Coexistence of magnetism and superconductivity in a t-J bilayer

TL;DR

This study uses variational Monte Carlo to explore how antiferromagnetism and d-wave superconductivity coexist and compete in a bilayer t-J model, revealing doping-dependent behaviors influenced by interlayer couplings.

Contribution

It demonstrates the conditions under which magnetic and superconducting phases coexist and how interlayer couplings affect these correlations across doping levels.

Findings

Coexistence of antiferromagnetism and superconductivity in underdoped regime.

Interplanar hopping reduces magnetic correlations away from half filling.

Overdoped regime shows stabilization of superconductivity with interlayer exchange.

Abstract

We investigate coexistence of antiferromagnetic and superconducting correlations in bilayered materials using a two-dimensional t-J model with couplings across the layers using variational Monte Carlo calculations. It is found that the underdoped regime supports a coexisting phase, beyond which the (d-wave) superconducting state becomes stable.
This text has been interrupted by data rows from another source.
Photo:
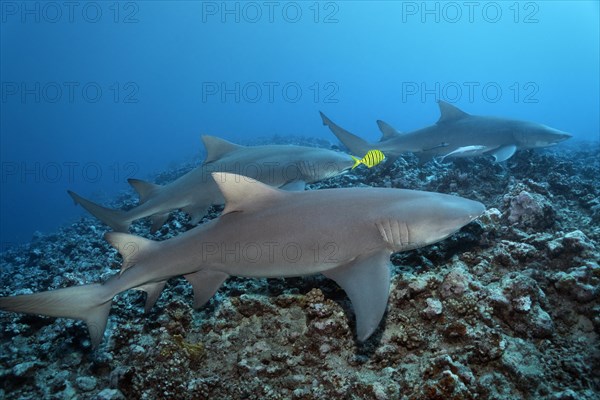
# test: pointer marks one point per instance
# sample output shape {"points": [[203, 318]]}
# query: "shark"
{"points": [[456, 134], [288, 167], [346, 234]]}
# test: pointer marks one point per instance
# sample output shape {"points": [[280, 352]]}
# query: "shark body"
{"points": [[285, 166], [456, 134], [346, 234]]}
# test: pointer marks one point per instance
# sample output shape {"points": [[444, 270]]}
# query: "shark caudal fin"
{"points": [[355, 144], [116, 219], [89, 303]]}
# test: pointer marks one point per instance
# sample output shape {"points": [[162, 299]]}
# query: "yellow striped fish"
{"points": [[371, 159]]}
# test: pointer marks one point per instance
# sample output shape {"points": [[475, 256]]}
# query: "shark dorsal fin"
{"points": [[448, 112], [217, 147], [144, 189], [387, 131], [132, 248], [244, 194]]}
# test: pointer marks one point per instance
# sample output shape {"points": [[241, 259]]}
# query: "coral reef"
{"points": [[507, 308]]}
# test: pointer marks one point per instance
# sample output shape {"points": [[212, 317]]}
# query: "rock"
{"points": [[434, 308], [109, 394], [86, 383], [531, 210]]}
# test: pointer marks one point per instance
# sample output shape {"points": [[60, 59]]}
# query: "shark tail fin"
{"points": [[356, 161], [116, 219], [87, 303], [355, 144]]}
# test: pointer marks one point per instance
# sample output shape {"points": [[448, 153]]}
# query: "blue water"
{"points": [[97, 92]]}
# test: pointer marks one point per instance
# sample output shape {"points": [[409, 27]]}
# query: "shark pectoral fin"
{"points": [[217, 147], [294, 186], [504, 153], [389, 160], [96, 322], [366, 281], [153, 291], [205, 284], [116, 219], [144, 189], [424, 157], [131, 247], [387, 131], [196, 211]]}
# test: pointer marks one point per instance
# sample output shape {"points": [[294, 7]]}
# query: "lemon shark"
{"points": [[456, 134], [286, 166], [346, 234]]}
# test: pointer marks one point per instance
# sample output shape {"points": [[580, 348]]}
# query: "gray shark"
{"points": [[284, 166], [456, 134], [345, 234]]}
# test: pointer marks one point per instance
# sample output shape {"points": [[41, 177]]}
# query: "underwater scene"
{"points": [[300, 200]]}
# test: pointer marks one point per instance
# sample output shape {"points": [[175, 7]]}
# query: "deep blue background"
{"points": [[154, 64]]}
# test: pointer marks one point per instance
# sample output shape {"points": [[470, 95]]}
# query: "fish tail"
{"points": [[89, 303], [357, 162], [370, 160], [116, 219]]}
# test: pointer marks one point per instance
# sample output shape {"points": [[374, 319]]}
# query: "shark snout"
{"points": [[562, 136]]}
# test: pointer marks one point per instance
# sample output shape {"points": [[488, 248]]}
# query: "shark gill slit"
{"points": [[394, 232]]}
Further, the effects of interplanar coupling parameters on the magnetic and superconducting correlations as a function of hole doping are studied in details. The magnetic correlations are found to diminish with increasing interplanar hopping away from half filling, while the exchange across the layers strengthens interplanar antiferromagnetic correlations both at and away from half filling. The superconducting correlations show more interesting features where larger interplanar hopping considerably reduces planar correlations at optimal doping, while an opposite behaviour, i.e. stabilisation of the superconducting state is realised in the overdoped regime, with the interplanar exchange all the while playing a dormant role.